If the money was gifted by the parents while the couple were cohabiting, it’s important to make sure that on marriage, there is as much evidence as possible about how the gift or loan from the parents will be treated. If the contributions being brought into the marriage are very unequal, it’s worth considering a pre-nup to reflect and record the advancement of money from the parents, and state that the money should not be shared in the event that the marriage breaks down.
Although pre-nuptial agreements are not legally binding in England and Wales, couples have attached significant weight to these agreements in a number of cases.
The parties could also enter into a post-nuptial agreement after marriage, to record contributions which may come into the marriage from one spouse through financial assistance from a parent, for a loft conversion or kitchen extension, for example. This type of formal evidence is more likely to carry weight with the court with a view to a departure from an equal division of assets.
It is important that both parties enter into the agreement voluntarily, and with the benefit of independent legal advice. The purpose of a nuptial agreement, whether it is made pre- or post-marriage, is to depart from the usual sharing principles of equality. This could mean excluding assets either party has prior to the marriage, or sharing assets in a different way to take account of gifts, inheritance or other contributions.
Clearly, a client formalising their investment from the Bank of Mum and Dad can lead to legal complications and some difficult family conversations.
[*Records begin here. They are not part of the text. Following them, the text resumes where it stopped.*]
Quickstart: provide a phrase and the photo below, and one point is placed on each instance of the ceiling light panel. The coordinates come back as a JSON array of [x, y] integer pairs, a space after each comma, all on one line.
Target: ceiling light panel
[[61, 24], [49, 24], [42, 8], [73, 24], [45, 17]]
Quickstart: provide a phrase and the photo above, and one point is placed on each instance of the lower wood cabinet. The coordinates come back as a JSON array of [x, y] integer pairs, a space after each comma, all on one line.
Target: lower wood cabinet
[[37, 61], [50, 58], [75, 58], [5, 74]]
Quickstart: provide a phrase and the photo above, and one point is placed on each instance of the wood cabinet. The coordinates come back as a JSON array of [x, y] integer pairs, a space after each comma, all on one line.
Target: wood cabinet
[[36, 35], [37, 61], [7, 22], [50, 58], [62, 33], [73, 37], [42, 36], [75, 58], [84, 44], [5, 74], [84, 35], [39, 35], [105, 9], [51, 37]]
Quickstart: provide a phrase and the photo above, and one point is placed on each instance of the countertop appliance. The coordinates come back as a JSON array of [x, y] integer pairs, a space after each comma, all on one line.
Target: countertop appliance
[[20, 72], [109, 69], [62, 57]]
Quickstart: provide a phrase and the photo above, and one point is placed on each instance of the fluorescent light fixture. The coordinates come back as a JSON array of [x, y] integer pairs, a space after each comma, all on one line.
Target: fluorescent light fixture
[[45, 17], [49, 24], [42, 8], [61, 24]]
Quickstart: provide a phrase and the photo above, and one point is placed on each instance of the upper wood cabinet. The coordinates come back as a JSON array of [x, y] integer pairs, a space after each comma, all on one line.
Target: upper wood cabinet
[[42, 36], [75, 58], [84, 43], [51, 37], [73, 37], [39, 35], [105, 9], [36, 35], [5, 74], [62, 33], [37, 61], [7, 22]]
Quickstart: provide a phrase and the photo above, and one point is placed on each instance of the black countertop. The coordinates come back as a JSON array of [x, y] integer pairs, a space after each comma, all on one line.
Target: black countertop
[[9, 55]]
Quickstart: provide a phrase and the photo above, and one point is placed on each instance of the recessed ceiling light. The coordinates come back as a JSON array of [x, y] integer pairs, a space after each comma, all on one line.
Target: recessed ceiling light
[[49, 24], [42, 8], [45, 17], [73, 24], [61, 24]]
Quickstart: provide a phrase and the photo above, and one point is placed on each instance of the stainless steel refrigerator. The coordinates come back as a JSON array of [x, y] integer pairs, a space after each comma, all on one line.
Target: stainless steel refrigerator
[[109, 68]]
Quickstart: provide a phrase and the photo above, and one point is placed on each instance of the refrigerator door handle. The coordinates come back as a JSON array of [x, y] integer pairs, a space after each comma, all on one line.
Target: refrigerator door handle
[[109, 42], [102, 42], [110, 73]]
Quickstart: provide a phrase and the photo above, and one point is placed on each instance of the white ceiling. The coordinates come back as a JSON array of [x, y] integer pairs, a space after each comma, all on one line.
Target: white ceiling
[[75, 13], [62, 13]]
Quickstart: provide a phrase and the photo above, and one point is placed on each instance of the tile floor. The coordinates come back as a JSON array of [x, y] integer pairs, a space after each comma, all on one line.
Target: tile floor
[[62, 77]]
Clearly, a client formalising their investment from the Bank of Mum and Dad can lead to legal complications and some difficult family conversations
It can be awkward for parents to raise doubts with their children about how long their relationship with their new partner may last. Many parents often express quiet anxiety about this, but want simply to do the best for their child and not to interfere. This can lead to disputes, and on more than one occasion, I have been called by a parent telling me that their child wants to enter into a pre-nup and are very insistent that this is done. However, the offspring is often very reluctant to enter into the pre-nup, as they feel it will upset their partner, but are at the same time conscious that financial support will not be forthcoming without one in place.
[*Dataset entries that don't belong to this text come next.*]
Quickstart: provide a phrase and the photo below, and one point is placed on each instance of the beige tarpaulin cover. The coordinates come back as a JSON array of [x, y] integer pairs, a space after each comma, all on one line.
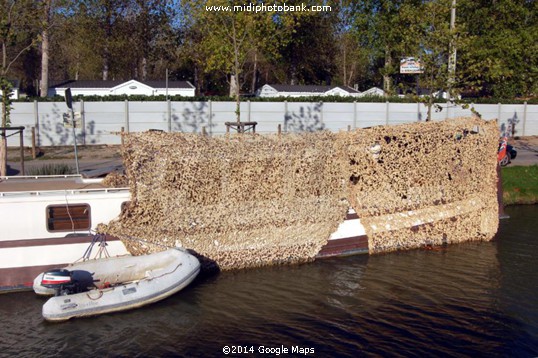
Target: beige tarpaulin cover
[[253, 200]]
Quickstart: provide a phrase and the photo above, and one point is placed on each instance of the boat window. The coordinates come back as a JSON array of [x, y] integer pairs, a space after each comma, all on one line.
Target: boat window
[[68, 217]]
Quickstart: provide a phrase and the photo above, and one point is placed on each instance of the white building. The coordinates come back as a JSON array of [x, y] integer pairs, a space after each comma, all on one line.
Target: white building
[[132, 87], [313, 90]]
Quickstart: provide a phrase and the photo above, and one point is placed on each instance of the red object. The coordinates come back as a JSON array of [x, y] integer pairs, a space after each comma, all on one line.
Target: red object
[[502, 149]]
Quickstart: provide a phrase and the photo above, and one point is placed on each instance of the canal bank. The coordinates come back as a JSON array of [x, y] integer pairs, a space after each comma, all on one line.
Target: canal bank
[[520, 185]]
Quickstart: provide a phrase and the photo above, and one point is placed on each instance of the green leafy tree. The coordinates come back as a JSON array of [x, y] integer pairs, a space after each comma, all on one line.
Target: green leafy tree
[[502, 57], [17, 19]]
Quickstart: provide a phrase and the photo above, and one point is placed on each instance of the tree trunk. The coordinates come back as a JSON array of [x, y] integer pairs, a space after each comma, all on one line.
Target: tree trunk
[[254, 74], [44, 84], [3, 139]]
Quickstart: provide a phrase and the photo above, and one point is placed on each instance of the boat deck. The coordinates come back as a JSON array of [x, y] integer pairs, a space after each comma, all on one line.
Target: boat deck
[[48, 183]]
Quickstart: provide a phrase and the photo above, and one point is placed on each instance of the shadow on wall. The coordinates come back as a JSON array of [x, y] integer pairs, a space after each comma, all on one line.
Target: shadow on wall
[[192, 119], [307, 120], [52, 128]]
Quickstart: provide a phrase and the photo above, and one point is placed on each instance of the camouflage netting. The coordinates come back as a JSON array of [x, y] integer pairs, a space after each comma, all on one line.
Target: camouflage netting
[[239, 201], [251, 200], [424, 183]]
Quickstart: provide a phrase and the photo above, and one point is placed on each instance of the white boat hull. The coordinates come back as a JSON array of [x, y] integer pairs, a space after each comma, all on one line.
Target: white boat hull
[[123, 283]]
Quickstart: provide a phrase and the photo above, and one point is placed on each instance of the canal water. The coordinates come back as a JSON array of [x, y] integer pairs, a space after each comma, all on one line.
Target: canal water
[[472, 299]]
Family and private client lawyers with a plethora of soft skills are well placed to deal with these family issues, and should be able to manage the situation delicately and constructively.
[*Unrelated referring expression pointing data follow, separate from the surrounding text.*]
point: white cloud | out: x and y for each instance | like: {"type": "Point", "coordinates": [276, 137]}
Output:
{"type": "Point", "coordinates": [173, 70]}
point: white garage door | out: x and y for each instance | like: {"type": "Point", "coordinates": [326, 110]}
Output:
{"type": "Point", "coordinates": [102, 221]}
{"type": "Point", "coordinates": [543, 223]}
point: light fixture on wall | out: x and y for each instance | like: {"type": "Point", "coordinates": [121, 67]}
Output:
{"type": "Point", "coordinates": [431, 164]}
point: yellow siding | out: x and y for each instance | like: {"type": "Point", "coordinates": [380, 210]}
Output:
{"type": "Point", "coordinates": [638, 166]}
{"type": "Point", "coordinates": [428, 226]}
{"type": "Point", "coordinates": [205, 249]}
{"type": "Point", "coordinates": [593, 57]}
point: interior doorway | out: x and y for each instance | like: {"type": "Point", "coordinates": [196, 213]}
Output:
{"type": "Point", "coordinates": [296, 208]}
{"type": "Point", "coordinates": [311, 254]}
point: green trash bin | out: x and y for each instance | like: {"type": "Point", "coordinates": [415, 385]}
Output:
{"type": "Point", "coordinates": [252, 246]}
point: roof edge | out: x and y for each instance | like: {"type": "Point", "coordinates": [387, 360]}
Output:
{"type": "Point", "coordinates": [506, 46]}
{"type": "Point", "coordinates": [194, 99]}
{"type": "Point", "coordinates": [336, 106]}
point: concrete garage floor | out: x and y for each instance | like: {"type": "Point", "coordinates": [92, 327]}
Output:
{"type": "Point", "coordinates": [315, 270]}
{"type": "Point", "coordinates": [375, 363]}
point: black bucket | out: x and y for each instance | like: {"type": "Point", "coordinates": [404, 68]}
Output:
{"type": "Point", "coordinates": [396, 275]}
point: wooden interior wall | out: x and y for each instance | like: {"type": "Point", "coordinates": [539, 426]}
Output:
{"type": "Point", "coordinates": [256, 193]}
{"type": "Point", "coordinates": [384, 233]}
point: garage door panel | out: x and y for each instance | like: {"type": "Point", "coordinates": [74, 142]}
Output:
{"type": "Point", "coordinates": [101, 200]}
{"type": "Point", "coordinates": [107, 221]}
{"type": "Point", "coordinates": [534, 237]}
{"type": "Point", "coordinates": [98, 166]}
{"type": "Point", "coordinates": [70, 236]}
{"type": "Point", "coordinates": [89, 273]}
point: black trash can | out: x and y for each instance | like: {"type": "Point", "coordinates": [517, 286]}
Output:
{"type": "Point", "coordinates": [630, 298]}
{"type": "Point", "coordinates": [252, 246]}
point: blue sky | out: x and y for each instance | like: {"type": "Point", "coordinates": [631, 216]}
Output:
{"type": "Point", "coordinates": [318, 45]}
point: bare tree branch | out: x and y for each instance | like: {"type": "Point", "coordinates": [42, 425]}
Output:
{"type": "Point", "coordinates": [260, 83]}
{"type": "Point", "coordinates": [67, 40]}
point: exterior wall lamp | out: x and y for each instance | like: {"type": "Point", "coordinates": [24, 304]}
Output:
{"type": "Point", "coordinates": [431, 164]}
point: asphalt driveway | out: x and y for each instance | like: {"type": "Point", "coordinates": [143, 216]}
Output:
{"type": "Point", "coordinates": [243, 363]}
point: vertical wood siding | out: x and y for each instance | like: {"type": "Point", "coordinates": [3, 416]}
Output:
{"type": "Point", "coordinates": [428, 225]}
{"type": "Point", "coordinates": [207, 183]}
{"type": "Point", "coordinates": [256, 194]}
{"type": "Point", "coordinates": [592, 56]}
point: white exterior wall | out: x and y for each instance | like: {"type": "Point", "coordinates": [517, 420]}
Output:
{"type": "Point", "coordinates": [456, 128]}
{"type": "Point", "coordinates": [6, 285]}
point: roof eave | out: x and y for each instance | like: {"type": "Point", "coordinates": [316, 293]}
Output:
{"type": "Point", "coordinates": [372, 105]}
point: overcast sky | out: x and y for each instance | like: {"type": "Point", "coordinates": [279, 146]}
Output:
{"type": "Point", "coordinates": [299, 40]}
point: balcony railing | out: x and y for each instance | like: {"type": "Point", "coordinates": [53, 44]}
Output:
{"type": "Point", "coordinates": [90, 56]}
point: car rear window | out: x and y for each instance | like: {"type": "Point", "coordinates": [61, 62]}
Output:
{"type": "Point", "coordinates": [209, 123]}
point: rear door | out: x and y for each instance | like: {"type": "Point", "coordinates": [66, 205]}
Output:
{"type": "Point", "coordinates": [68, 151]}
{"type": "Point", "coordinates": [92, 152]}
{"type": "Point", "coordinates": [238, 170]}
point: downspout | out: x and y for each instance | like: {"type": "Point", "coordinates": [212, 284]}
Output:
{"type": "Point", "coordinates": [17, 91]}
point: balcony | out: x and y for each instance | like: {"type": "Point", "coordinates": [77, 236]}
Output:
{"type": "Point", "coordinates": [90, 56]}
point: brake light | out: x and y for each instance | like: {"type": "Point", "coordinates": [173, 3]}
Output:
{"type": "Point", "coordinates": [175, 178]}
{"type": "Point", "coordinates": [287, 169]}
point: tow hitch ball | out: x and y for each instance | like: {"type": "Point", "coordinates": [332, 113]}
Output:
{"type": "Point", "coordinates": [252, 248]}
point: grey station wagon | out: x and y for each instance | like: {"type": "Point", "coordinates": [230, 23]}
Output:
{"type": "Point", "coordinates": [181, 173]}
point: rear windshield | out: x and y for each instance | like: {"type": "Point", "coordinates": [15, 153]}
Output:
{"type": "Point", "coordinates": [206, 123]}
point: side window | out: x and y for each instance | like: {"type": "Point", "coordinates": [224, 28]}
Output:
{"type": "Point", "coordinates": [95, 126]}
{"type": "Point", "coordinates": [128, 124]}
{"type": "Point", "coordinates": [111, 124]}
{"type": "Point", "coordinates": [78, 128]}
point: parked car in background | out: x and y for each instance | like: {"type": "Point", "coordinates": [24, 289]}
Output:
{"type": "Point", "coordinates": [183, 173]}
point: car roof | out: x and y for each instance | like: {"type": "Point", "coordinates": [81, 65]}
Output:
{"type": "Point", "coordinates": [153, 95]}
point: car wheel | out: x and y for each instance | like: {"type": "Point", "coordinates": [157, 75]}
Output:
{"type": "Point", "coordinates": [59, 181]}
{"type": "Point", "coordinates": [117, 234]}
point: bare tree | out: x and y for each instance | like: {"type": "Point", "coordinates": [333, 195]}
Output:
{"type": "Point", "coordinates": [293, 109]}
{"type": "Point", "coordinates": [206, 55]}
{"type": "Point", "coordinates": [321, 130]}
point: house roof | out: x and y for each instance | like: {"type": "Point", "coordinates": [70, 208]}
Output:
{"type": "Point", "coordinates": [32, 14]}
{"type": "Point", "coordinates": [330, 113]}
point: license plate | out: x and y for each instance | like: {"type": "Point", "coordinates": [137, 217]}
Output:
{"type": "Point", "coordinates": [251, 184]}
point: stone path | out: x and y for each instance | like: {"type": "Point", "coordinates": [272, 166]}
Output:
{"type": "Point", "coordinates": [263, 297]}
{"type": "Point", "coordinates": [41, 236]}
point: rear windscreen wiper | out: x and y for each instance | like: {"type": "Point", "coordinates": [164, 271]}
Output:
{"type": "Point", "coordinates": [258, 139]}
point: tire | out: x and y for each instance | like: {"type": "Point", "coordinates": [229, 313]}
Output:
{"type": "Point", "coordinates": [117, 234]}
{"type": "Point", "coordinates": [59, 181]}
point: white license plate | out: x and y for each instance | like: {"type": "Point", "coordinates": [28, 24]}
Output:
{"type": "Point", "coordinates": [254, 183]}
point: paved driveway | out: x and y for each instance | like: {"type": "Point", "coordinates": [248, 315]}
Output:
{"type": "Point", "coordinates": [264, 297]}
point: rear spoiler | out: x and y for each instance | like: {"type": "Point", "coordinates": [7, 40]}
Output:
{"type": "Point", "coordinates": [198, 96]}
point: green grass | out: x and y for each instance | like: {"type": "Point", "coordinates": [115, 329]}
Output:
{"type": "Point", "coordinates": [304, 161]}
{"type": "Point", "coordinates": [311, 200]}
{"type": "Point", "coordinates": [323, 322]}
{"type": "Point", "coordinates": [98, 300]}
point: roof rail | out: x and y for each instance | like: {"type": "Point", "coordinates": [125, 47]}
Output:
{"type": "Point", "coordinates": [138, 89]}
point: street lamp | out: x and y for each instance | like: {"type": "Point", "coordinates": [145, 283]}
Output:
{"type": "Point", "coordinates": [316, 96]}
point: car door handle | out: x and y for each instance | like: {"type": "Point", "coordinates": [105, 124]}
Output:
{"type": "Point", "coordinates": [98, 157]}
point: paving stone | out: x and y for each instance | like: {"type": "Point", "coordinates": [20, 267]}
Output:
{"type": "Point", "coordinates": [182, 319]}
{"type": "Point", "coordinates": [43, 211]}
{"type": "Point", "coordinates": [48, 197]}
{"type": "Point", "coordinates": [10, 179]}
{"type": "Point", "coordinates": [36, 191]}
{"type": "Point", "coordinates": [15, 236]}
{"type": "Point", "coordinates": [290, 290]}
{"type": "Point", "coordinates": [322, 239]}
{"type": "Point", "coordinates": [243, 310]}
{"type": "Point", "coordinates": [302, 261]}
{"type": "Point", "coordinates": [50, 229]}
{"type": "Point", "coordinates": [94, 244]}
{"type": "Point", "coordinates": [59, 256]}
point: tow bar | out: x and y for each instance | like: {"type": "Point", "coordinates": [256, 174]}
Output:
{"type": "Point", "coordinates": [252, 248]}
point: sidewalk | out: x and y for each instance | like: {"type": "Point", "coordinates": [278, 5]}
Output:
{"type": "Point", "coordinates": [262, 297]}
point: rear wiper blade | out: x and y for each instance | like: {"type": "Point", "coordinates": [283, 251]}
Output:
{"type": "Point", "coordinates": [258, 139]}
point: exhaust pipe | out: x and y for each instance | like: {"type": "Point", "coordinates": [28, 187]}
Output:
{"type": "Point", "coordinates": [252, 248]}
Dealt with sensibly and sensitively, there is usually a legal solution which will help protect parents’ hard-earned cash and avoid disputes if a relationship goes wrong. If parents don’t intend to outright gift the money for a property to their offspring, they need to think about setting up formal trust agreements or loan agreements, although this may result in complications for the purchaser raising a mortgage. If the money is gifted, parents should encourage their children to think about the legal ramifications, if they are involved in relationships. It is important that parents are sensitive to their children’s feelings and to the impact these discussions can have on partners – nobody likes to feel they can’t be trusted.